Wakil Presiden (Wapres) K.H Ma’ruf Amin mengungkapkan kedua hal itu. Pertama adalah melakukan pendekatan menggunakan cara tadriji (bertahap) sehingga tidak menimbulkan kegaduhan. Sementara yang kedua adalah DSN MUI secara konsisten menerapkan fikih yang memberikan solusi (makharij fiqhiyyah).
“Ini bukan fikih yang semata-mata membatasi dan apalagi melarang, sehingga fatwa-fatwa DSN MUI dapat memenuhi kebutuhan para pelaku industri dan di sisi lain juga mempunyai dasar kesyariahan yang kuat,” ujarnya, dalam acara Pra-Ijtima’ Tsanawi DSN MUI, Senin (12/10)
Corak fikih yang bertahap dan solutif itu, disebut Wapres menjadi ruh fatwa-fatwa DSN MUI selama ini. Corak seperti ini tidak muncul secara tiba-tiba, namun telah dimatangkan dari proses lama dan mendalam sejak DSN MUI dibentuk.
Ia mencontohkan, dalam prinsip DSN MUI berupa Taysirul Manhaj misalnya, fatwa DSN MUI bisa memberikan solusi terbaik terhadap masalah industri keuangan. Kaidah satu ini membuat fatwa yang meringankan namun tetap sesuai dari sisi metodologisnya. Fatwa yang meringankan namun mengacuhkan aspek kesesuaian metodologis, tentu saja terlarang. Maka konsep DSN MUI ini menjadi jalan tengah.
“Untuk kepentingan prinsip itu misalnya, dirumuskan kaidah mengambil pendapat yang lebih kuat dan lebih maslahat jika memungkinkan, dan jika tidak memungkinkan mengambil kedua-duanya, maka mengambil pendapat yang lebih maslahat saja,” katanya.
Kaidah seperti ini, ucap dia, jarang ditemukan di tempat lain karena perumusnya adalah DSN MUI setelah melalui perjalanan panjang. Penggunaan kaidah ini membuat fatwa DSN menjadi lebih fleksibel, terutama dalam mengambil kemaslahatan yang sesuai koridor syariah.
“Karena itu, tidak perlu heran jika di fatwa-fatwa DSN MUI ditemukan penerapan kaidah yang bisa jadi saling berlawanan. Dua kaidah yang terlihat saling berlawanan semuanya diadopsi oleh DSN MUI dan dipakai dalam penerapan fatwa, bergantung mana yang lebih relevan dengan kemaslahatan,” katanya.

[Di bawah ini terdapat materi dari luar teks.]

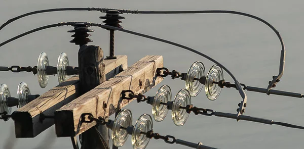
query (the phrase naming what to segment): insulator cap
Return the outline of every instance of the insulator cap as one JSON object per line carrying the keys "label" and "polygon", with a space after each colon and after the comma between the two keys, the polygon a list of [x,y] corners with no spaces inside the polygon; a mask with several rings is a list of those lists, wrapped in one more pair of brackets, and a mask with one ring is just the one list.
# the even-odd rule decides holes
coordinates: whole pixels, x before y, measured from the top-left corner
{"label": "insulator cap", "polygon": [[75,43],[76,45],[87,44],[88,42],[93,42],[93,40],[88,37],[91,36],[90,34],[88,34],[88,32],[93,32],[94,30],[89,29],[90,27],[89,25],[85,23],[79,23],[72,25],[74,27],[73,30],[69,30],[69,33],[75,33],[71,37],[74,37],[74,39],[70,41],[71,43]]}
{"label": "insulator cap", "polygon": [[[126,18],[126,17],[120,16],[119,14],[121,13],[120,13],[117,10],[107,10],[106,11],[106,15],[105,16],[101,16],[99,17],[100,19],[106,19],[102,22],[105,23],[106,25],[116,27],[122,29],[124,28],[123,27],[119,24],[123,22],[119,20],[124,19]],[[108,30],[111,29],[107,29],[107,30]]]}

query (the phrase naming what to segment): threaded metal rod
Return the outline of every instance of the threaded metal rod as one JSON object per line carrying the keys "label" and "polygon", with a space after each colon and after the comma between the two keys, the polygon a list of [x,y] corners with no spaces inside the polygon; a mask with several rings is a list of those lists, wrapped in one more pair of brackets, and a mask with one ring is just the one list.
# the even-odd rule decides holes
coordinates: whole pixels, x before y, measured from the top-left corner
{"label": "threaded metal rod", "polygon": [[110,30],[110,56],[106,57],[107,59],[116,59],[116,57],[114,54],[115,35],[114,30]]}

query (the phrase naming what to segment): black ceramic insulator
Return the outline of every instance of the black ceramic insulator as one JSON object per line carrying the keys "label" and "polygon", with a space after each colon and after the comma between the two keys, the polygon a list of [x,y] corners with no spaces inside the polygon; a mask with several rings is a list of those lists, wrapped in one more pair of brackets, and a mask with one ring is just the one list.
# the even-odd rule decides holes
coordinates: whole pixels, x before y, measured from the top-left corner
{"label": "black ceramic insulator", "polygon": [[19,104],[18,98],[13,97],[8,97],[7,100],[7,104],[9,107],[17,106]]}
{"label": "black ceramic insulator", "polygon": [[68,76],[78,74],[78,67],[66,66],[66,75]]}
{"label": "black ceramic insulator", "polygon": [[[124,28],[119,24],[121,23],[122,21],[120,21],[119,19],[124,19],[125,17],[121,16],[119,15],[120,13],[117,10],[108,10],[106,11],[106,15],[105,16],[100,17],[99,18],[102,19],[105,19],[103,21],[103,23],[105,23],[106,25],[109,25],[119,28]],[[110,31],[110,56],[109,57],[106,57],[107,59],[115,59],[114,53],[114,45],[115,45],[115,34],[114,30],[110,29],[106,29],[107,30]]]}
{"label": "black ceramic insulator", "polygon": [[27,95],[27,103],[28,103],[34,100],[35,100],[36,98],[39,97],[40,95],[39,94],[29,94]]}
{"label": "black ceramic insulator", "polygon": [[[117,10],[107,10],[106,12],[106,15],[105,16],[100,17],[100,19],[105,19],[103,23],[105,23],[105,25],[116,27],[120,28],[124,28],[119,24],[123,22],[119,20],[121,19],[124,19],[126,18],[119,15],[120,13]],[[111,30],[110,29],[107,29],[107,30]]]}
{"label": "black ceramic insulator", "polygon": [[91,36],[91,35],[88,34],[88,32],[94,31],[93,29],[88,29],[90,26],[83,23],[75,24],[73,26],[74,27],[73,30],[67,31],[69,33],[75,33],[71,36],[71,37],[74,37],[74,39],[70,41],[70,42],[75,43],[76,45],[82,45],[87,44],[88,42],[93,42],[93,40],[88,37]]}

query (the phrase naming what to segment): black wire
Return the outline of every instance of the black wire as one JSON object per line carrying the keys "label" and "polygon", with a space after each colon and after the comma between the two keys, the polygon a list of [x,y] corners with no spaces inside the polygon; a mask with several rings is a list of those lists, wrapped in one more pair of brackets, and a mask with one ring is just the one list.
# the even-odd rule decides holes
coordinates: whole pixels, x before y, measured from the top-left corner
{"label": "black wire", "polygon": [[[141,37],[145,37],[145,38],[149,38],[149,39],[153,39],[155,40],[157,40],[157,41],[161,41],[162,42],[164,42],[164,43],[168,43],[168,44],[170,44],[173,45],[175,45],[179,47],[181,47],[182,48],[186,49],[187,51],[189,51],[190,52],[192,52],[193,53],[194,53],[196,54],[198,54],[201,56],[202,56],[205,58],[206,58],[207,59],[210,60],[210,61],[216,64],[216,65],[218,65],[220,67],[222,68],[223,69],[224,69],[231,76],[231,77],[233,79],[233,80],[235,81],[235,82],[237,82],[237,79],[235,78],[235,77],[233,75],[233,74],[227,69],[226,68],[226,67],[225,67],[224,66],[223,66],[222,65],[221,65],[220,63],[219,63],[219,62],[218,62],[217,61],[216,61],[216,60],[214,60],[213,59],[211,58],[211,57],[209,57],[209,56],[198,51],[196,51],[194,49],[191,48],[189,47],[186,46],[185,45],[180,44],[178,44],[176,42],[172,42],[169,40],[167,40],[165,39],[163,39],[161,38],[159,38],[158,37],[154,37],[154,36],[149,36],[148,35],[146,35],[146,34],[141,34],[140,33],[138,33],[138,32],[134,32],[134,31],[130,31],[130,30],[128,30],[126,29],[121,29],[120,28],[118,28],[118,27],[113,27],[113,26],[108,26],[108,25],[102,25],[102,27],[103,28],[107,28],[107,29],[113,29],[113,30],[118,30],[118,31],[120,31],[122,32],[126,32],[128,33],[130,33],[131,34],[133,34],[133,35],[135,35],[137,36],[139,36]],[[242,88],[241,88],[241,89],[242,89]]]}
{"label": "black wire", "polygon": [[[1,43],[0,43],[0,47],[3,46],[4,45],[11,42],[13,40],[15,40],[18,38],[19,38],[20,37],[22,37],[24,36],[25,36],[26,35],[29,34],[30,33],[33,33],[34,32],[36,32],[40,30],[42,30],[43,29],[47,29],[47,28],[52,28],[52,27],[58,27],[58,26],[63,26],[63,25],[71,25],[75,23],[82,23],[82,22],[61,22],[61,23],[58,23],[57,24],[51,24],[51,25],[46,25],[46,26],[44,26],[43,27],[41,27],[39,28],[37,28],[36,29],[34,29],[33,30],[31,30],[30,31],[26,32],[24,33],[22,33],[21,34],[20,34],[18,36],[15,36],[11,39],[9,39]],[[133,32],[133,31],[129,31],[129,30],[125,30],[125,29],[121,29],[120,28],[118,28],[118,27],[112,27],[111,26],[108,26],[108,25],[102,25],[101,24],[97,24],[97,23],[88,23],[88,22],[85,22],[88,23],[88,24],[90,26],[96,26],[96,27],[103,27],[105,28],[109,28],[109,29],[112,29],[113,30],[119,30],[120,31],[122,31],[122,32],[126,32],[126,33],[128,33],[131,34],[134,34],[135,35],[137,35],[137,36],[141,36],[141,37],[145,37],[145,38],[149,38],[151,39],[153,39],[153,40],[157,40],[159,41],[161,41],[161,42],[163,42],[164,43],[168,43],[170,44],[172,44],[173,45],[175,45],[176,46],[178,46],[180,47],[181,47],[182,48],[187,49],[188,51],[189,51],[191,52],[192,52],[194,53],[196,53],[199,55],[200,55],[201,56],[203,56],[206,58],[207,58],[207,59],[210,60],[211,61],[213,62],[213,63],[217,64],[219,66],[220,66],[220,67],[222,67],[224,70],[225,70],[225,71],[226,71],[226,72],[227,72],[227,73],[228,73],[228,74],[229,74],[231,77],[232,77],[232,78],[235,80],[235,81],[236,81],[237,80],[236,79],[236,78],[234,77],[234,76],[232,74],[232,73],[231,73],[231,72],[230,72],[230,71],[229,71],[229,70],[228,69],[227,69],[225,67],[224,67],[222,65],[220,64],[219,63],[218,63],[217,61],[213,60],[213,59],[212,59],[211,58],[207,56],[206,55],[203,54],[203,53],[197,51],[194,49],[191,48],[190,47],[187,47],[186,46],[175,43],[175,42],[173,42],[172,41],[170,41],[167,40],[165,40],[165,39],[161,39],[159,38],[157,38],[157,37],[153,37],[153,36],[149,36],[147,35],[145,35],[145,34],[141,34],[139,33],[137,33],[137,32]]]}
{"label": "black wire", "polygon": [[248,17],[256,20],[257,20],[267,26],[269,26],[277,34],[280,42],[281,42],[281,45],[282,46],[282,50],[285,50],[285,45],[283,42],[282,37],[280,34],[279,31],[270,23],[267,21],[263,20],[262,19],[255,16],[250,14],[248,14],[245,13],[240,12],[237,12],[234,11],[229,10],[202,10],[202,11],[137,11],[137,14],[208,14],[208,13],[224,13],[224,14],[232,14],[235,15],[239,15],[244,16]]}
{"label": "black wire", "polygon": [[272,123],[273,123],[273,124],[278,125],[280,125],[280,126],[283,126],[287,127],[290,127],[290,128],[297,128],[297,129],[304,129],[304,127],[303,127],[303,126],[294,125],[292,125],[292,124],[288,124],[288,123],[283,123],[283,122],[275,122],[275,121],[274,121],[274,122],[272,122]]}
{"label": "black wire", "polygon": [[8,40],[6,40],[6,41],[4,41],[4,42],[0,43],[0,47],[2,46],[3,45],[4,45],[5,44],[7,44],[7,43],[9,43],[10,42],[13,41],[14,41],[14,40],[18,39],[18,38],[21,38],[21,37],[23,37],[24,36],[25,36],[25,35],[28,35],[28,34],[30,34],[31,33],[33,33],[33,32],[36,32],[36,31],[40,31],[40,30],[42,30],[43,29],[47,29],[47,28],[52,28],[52,27],[58,27],[58,26],[60,26],[60,25],[59,24],[56,23],[56,24],[53,24],[48,25],[46,25],[46,26],[43,26],[43,27],[39,27],[39,28],[37,28],[34,29],[33,30],[30,30],[29,31],[26,32],[25,32],[24,33],[19,34],[18,36],[15,36],[15,37],[13,37],[13,38],[12,38],[11,39],[9,39]]}
{"label": "black wire", "polygon": [[28,16],[30,15],[40,14],[46,12],[57,12],[57,11],[101,11],[105,9],[104,8],[55,8],[55,9],[46,9],[43,10],[39,10],[35,11],[29,13],[27,13],[19,16],[17,16],[15,18],[12,18],[9,20],[8,20],[6,23],[4,23],[0,26],[0,30],[1,30],[4,27],[6,26],[9,25],[9,24],[19,19],[26,16]]}

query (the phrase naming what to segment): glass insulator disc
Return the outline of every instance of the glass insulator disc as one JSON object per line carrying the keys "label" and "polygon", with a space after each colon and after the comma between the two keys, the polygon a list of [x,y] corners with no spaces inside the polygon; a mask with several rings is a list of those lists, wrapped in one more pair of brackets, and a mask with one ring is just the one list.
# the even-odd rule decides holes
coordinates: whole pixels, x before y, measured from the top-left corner
{"label": "glass insulator disc", "polygon": [[205,75],[205,66],[200,61],[194,62],[187,73],[186,77],[186,89],[189,91],[192,96],[196,96],[202,90],[204,84],[194,78],[200,78]]}
{"label": "glass insulator disc", "polygon": [[69,78],[69,76],[66,75],[66,66],[69,66],[69,63],[67,56],[65,53],[61,53],[57,62],[57,76],[59,84]]}
{"label": "glass insulator disc", "polygon": [[214,101],[218,96],[221,88],[213,82],[217,82],[224,79],[222,69],[219,66],[214,65],[209,70],[206,78],[205,91],[207,97],[210,101]]}
{"label": "glass insulator disc", "polygon": [[9,107],[7,104],[8,97],[11,96],[11,93],[9,87],[5,84],[0,86],[0,112],[6,112],[8,115],[10,115],[12,112],[12,108]]}
{"label": "glass insulator disc", "polygon": [[134,149],[145,148],[150,139],[141,132],[147,132],[153,129],[152,118],[144,114],[136,121],[132,133],[131,142]]}
{"label": "glass insulator disc", "polygon": [[156,121],[163,121],[167,116],[169,111],[167,109],[167,106],[160,104],[171,102],[171,88],[168,85],[162,86],[157,91],[152,105],[152,114]]}
{"label": "glass insulator disc", "polygon": [[174,124],[177,126],[181,126],[184,124],[189,117],[189,114],[185,109],[179,107],[185,107],[191,105],[191,95],[189,91],[185,89],[178,91],[173,101],[172,117]]}
{"label": "glass insulator disc", "polygon": [[49,59],[48,59],[47,54],[42,52],[39,56],[37,64],[38,82],[39,82],[39,85],[41,88],[46,87],[49,81],[49,76],[47,75],[46,72],[47,66],[49,66]]}
{"label": "glass insulator disc", "polygon": [[30,91],[27,84],[24,82],[21,82],[18,85],[17,90],[17,95],[19,103],[19,108],[27,104],[27,95],[30,94]]}
{"label": "glass insulator disc", "polygon": [[132,113],[129,110],[124,110],[121,111],[115,118],[111,137],[113,144],[120,147],[124,145],[129,134],[126,130],[121,128],[121,127],[127,128],[132,126]]}

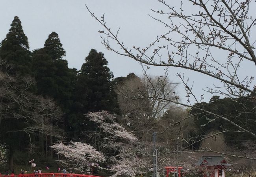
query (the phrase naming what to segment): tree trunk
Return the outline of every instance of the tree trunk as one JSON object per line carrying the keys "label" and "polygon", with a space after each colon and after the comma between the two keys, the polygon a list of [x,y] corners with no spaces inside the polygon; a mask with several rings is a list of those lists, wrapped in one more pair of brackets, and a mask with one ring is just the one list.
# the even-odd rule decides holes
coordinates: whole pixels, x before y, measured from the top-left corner
{"label": "tree trunk", "polygon": [[53,152],[52,151],[52,149],[51,148],[51,146],[52,146],[52,141],[53,141],[53,137],[52,137],[52,132],[53,132],[53,120],[52,120],[52,118],[51,118],[51,128],[50,129],[50,143],[49,143],[49,152],[50,152],[50,157],[51,158],[52,158],[53,155]]}
{"label": "tree trunk", "polygon": [[13,169],[13,156],[14,152],[13,149],[11,148],[10,148],[9,149],[10,152],[9,153],[9,170],[12,170]]}

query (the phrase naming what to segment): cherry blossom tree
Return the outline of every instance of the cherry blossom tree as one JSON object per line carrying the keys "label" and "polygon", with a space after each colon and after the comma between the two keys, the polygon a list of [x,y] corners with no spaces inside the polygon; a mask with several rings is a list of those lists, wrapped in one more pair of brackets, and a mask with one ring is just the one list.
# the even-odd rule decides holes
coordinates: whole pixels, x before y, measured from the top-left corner
{"label": "cherry blossom tree", "polygon": [[[184,86],[186,99],[179,99],[175,93],[174,99],[165,95],[154,97],[196,110],[198,112],[203,112],[212,117],[202,126],[221,120],[228,122],[234,127],[228,127],[220,133],[225,135],[232,132],[250,136],[255,140],[256,133],[247,126],[246,117],[243,113],[255,114],[255,107],[250,108],[237,99],[244,98],[255,105],[255,74],[251,72],[256,64],[256,42],[252,32],[255,30],[256,18],[252,8],[255,2],[250,0],[184,0],[180,2],[179,6],[173,7],[167,1],[156,1],[162,5],[162,8],[152,9],[155,15],[150,16],[165,28],[166,32],[153,37],[148,45],[138,46],[133,44],[131,48],[119,37],[120,28],[115,31],[113,28],[107,25],[104,15],[98,18],[87,8],[104,28],[99,32],[102,35],[102,44],[108,50],[147,67],[152,66],[180,70],[176,76]],[[193,11],[190,10],[191,9]],[[184,69],[192,72],[196,77],[204,76],[212,81],[213,84],[209,85],[200,82],[203,93],[198,93],[193,79],[189,79],[190,76],[181,72]],[[198,78],[194,79],[195,81]],[[201,104],[204,94],[220,95],[237,102],[239,106],[235,108],[236,115],[229,116],[206,109]],[[241,108],[243,111],[239,111]],[[193,116],[198,114],[189,115],[183,120],[193,118]],[[242,120],[237,122],[237,117]],[[254,124],[255,120],[253,121],[252,124]],[[172,125],[179,125],[181,122]],[[205,138],[202,138],[193,143],[200,143]],[[180,152],[187,152],[188,147],[180,149]],[[216,152],[210,149],[204,151]],[[235,153],[222,154],[256,160],[253,157]]]}
{"label": "cherry blossom tree", "polygon": [[63,142],[54,144],[52,148],[59,155],[58,160],[64,166],[85,173],[90,171],[91,163],[104,162],[104,155],[91,146],[81,142],[70,142],[68,144]]}
{"label": "cherry blossom tree", "polygon": [[137,140],[132,133],[128,132],[115,122],[114,115],[106,111],[89,112],[86,116],[96,124],[95,129],[89,134],[89,138],[99,151],[114,154],[122,146]]}

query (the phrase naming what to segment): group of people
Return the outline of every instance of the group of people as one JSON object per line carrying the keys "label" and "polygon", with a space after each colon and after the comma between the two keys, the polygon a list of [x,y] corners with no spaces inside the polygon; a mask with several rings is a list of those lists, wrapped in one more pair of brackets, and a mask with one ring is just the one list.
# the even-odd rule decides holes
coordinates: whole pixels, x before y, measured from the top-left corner
{"label": "group of people", "polygon": [[[48,168],[48,170],[49,168]],[[57,171],[57,172],[58,173],[67,173],[67,171],[66,170],[65,170],[65,169],[63,168],[62,170],[61,170],[61,168],[58,168]],[[22,169],[20,169],[20,174],[21,175],[24,175],[24,174],[27,174],[28,173],[28,171],[26,170],[24,170]],[[41,174],[42,173],[42,170],[41,169],[37,169],[37,170],[34,170],[34,171],[33,171],[33,173],[35,174],[35,177],[38,177],[38,174]],[[11,175],[14,175],[14,170],[13,170],[11,171]],[[9,170],[6,170],[6,175],[9,175]]]}
{"label": "group of people", "polygon": [[[24,174],[26,174],[27,173],[28,173],[28,170],[24,170],[20,169],[20,174],[22,175],[24,175]],[[11,175],[14,175],[14,174],[15,174],[14,170],[11,170]],[[9,175],[9,170],[7,170],[6,171],[6,175]]]}
{"label": "group of people", "polygon": [[42,170],[40,169],[37,169],[37,170],[34,170],[34,171],[33,172],[33,173],[35,173],[35,176],[37,177],[38,176],[38,174],[41,174],[42,173]]}

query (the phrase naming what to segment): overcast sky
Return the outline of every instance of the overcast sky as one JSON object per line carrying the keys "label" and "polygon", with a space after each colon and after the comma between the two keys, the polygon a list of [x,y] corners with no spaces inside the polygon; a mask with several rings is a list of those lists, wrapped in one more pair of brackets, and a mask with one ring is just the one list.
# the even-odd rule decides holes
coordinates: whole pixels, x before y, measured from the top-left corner
{"label": "overcast sky", "polygon": [[[173,6],[179,6],[180,1],[172,1],[172,4]],[[13,17],[17,15],[28,38],[31,51],[43,47],[48,35],[54,31],[59,34],[67,52],[65,59],[70,68],[79,70],[90,50],[94,48],[104,53],[115,77],[126,76],[130,72],[141,76],[142,70],[138,63],[107,50],[101,44],[98,31],[103,28],[89,15],[85,4],[99,17],[104,13],[111,29],[121,27],[120,36],[127,46],[134,44],[146,46],[154,37],[165,30],[148,15],[152,13],[150,9],[161,8],[156,0],[1,0],[0,40],[4,38]],[[153,67],[150,72],[152,75],[162,75],[163,69]],[[177,72],[185,72],[195,81],[195,90],[198,95],[204,93],[202,88],[214,82],[201,75],[171,68],[169,76],[174,82],[180,81],[175,76]],[[178,88],[178,92],[185,101],[185,93],[182,86]],[[211,97],[207,94],[206,101]]]}

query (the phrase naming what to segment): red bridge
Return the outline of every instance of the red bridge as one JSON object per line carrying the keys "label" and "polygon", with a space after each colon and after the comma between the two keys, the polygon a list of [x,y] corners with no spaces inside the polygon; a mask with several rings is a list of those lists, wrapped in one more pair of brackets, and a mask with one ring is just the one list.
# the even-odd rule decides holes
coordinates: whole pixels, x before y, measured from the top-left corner
{"label": "red bridge", "polygon": [[0,177],[101,177],[99,176],[93,176],[89,175],[80,175],[73,173],[29,173],[22,175],[2,175]]}

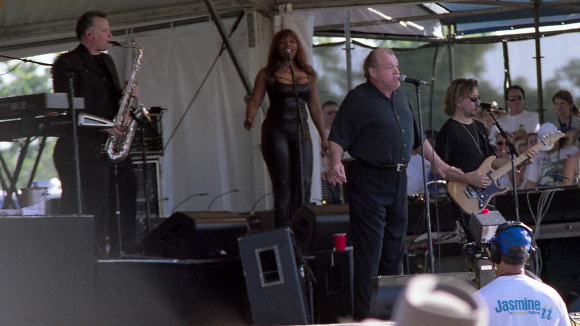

Selain prinsip al-Taysir al-Manhaji itu, DSN MUI juga menggunakan prinsip Tafriq al Halal ‘An al-Haram, I’adah al-Nadhar, dan Tahqiq al-Manath.
K.H. Ma’ruf berharap, pemahaman seperti ini menjadi pegangan Dewan Pengawas Syariah (DPS), termasuk argumentasinya.
“Sebab, acuan utama dalam melakukan tugas DPS adalah fatwa DSN-MUI. Oleh karenanya, DPS dituntut untuk terus meningkatkan kompetensinya, sehingga dapat menjalankan tugasnya dengan baik dalam pengawasan aspek kepatuhan syariah di lembaga keuangan dan bisnis syariah,” ujarnya.